Da novembre 2011 a marzo 2014 sono passati poco più di 2 anni, sembra un’eternità. In questo periodo i titoli dello Stato italiano, i Buoni Poliennali del Tesoro in particolare, sono passati da “titoli spazzatura” a strumenti di massima affidabilità. Lo spread, il famigerato differenziale di rendimento rispetto ai titoli decennali tedeschi, è passato da oltre 500 punti a meno di 200.
Cosa è accaduto? Lo Stato Italiano ha improvvisamente sistemato i propri conti e ridotto il debito pubblico?
A gennaio 2014 lo stock del debito pubblico italiano ha toccato quota 2.089 miliardi, aumentando di 20,5 miliardi in un solo mese. Secondo l’agenzia di rating Fitch, la ripresa in Italia sarà stagnante. Nel suo “Global Economic Outlook”, l’agenzia di rating dedica un capitolo all’Italia, nel quale rileva che dopo due anni consecutivi di contrazione, il Pil nel 2014 registrerà una modesta crescita dello 0,6% e dell’1% nel 2015. Dati poco confortanti quindi. Il dubbio che la salita dei prezzi dei titoli di Stato italiani (oltre il 30% da novembre 2011 per i decennali) sia dovuto più all’eccesso di liquidità in circolazione che non ai fondamentali dell’emittente Italia è legittimo.
Può essere opportuno vendere i titoli in portafoglio ora, senza attendere la scadenza, e consolidare le plusvalenze? E dove investire la liquidità rinvenente?
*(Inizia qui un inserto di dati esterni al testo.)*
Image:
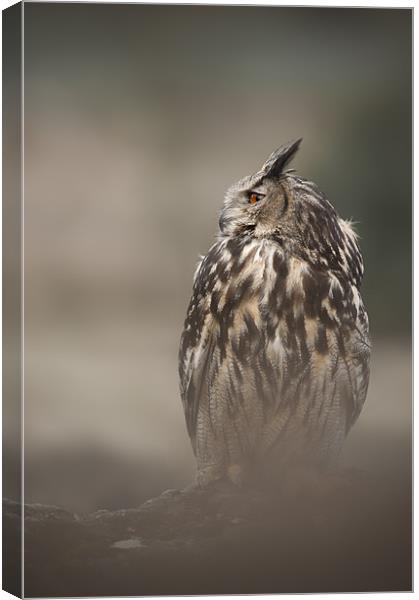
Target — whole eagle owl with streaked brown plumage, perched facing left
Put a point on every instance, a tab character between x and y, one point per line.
274	355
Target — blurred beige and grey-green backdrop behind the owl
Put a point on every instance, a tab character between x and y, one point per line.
137	118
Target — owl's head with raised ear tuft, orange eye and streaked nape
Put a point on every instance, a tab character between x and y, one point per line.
276	204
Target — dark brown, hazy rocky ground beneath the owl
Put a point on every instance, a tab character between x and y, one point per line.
341	533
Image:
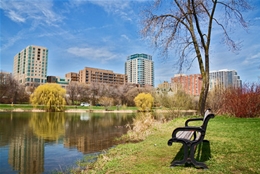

Sono domande per le quali non esiste una risposta univoca. Possono essere opportune alcune riflessioni:
1- Valutare l’attuale rendimento a scadenza offerto dai titoli, senza soffermarsi sulla cedola. Per esempio, supponiamo di avere in portafoglio un BTP con scadenza 1.5.2023, comprato a 100, con cedola fissa 4.5%. Al prezzo attuale di 110 il rendimento a scadenza è pari a 2.7%. Significa che, con la plusvalenza incassata e reinvestita, guadagnando il 2.7% annuo si ottiene il medesimo risultato di tenere il titolo sino a scadenza, evitando il rischio di un calo delle quotazioni.
2 – Verificare la presenza di eventuali minusvalenze pregresse in scadenza. Le minusvalenze presenti nel proprio portafoglio sono compensabili con eventuali plusvalenze nell’arco di 4 anni. In assenza di plusvalenze le minusvalenze decadono. Può essere un’opportunità, in quanto consente di ridurre o azzerare il capital-gain da versare al fisco (il 20% sul 62.5% della plusvalenza realizzata per i titoli di stato, per le altre obbligazioni è il 20% – a breve il 26% – sull’intera plusvalenza).
Tali informazioni possono essere reperite on-line se si dispone di un servizio internet banking collegato al proprio deposito titoli, oppure possono essere richieste alla banca. Sono nominative, quindi in caso di deposito cointestato, occorre verificare l’esatta intestazione.
3 – Dove investire la liquidità? Può essere opportuno un “parcheggio” a breve scadenza (3-6 mesi) su strumenti a rendimento certo e capitale garantito come per esempio i conti deposito. Per districarsi nel labirinto delle offerte tra banche on-line e banche tradizionali e scegliere il prodotto con il miglior rapporto qualità-prezzo può essere utile ricorrere all’aiuto di un consulente indipendente, privo di conflitti di interesse. Un’altra soluzione può essere l’utilizzo di prodotti assicurativi a capitale garantito con investimento degli attivi in gestioni separate. Anche in questo caso esistono sul mercato moltissimi prodotti di diverse compagnie, alcuni validi, altri molto penalizzanti dal punto di vista dei costi (ingresso, gestione, riscatto). Anche questo caso, a maggior ragione, è bene rivolgersi ad un esperto, in grado di interpretare i prospetti informativi, per evitare sorprese. Meglio evitare le polizze che investono in fondi senza alcuna garanzia del capitale versato.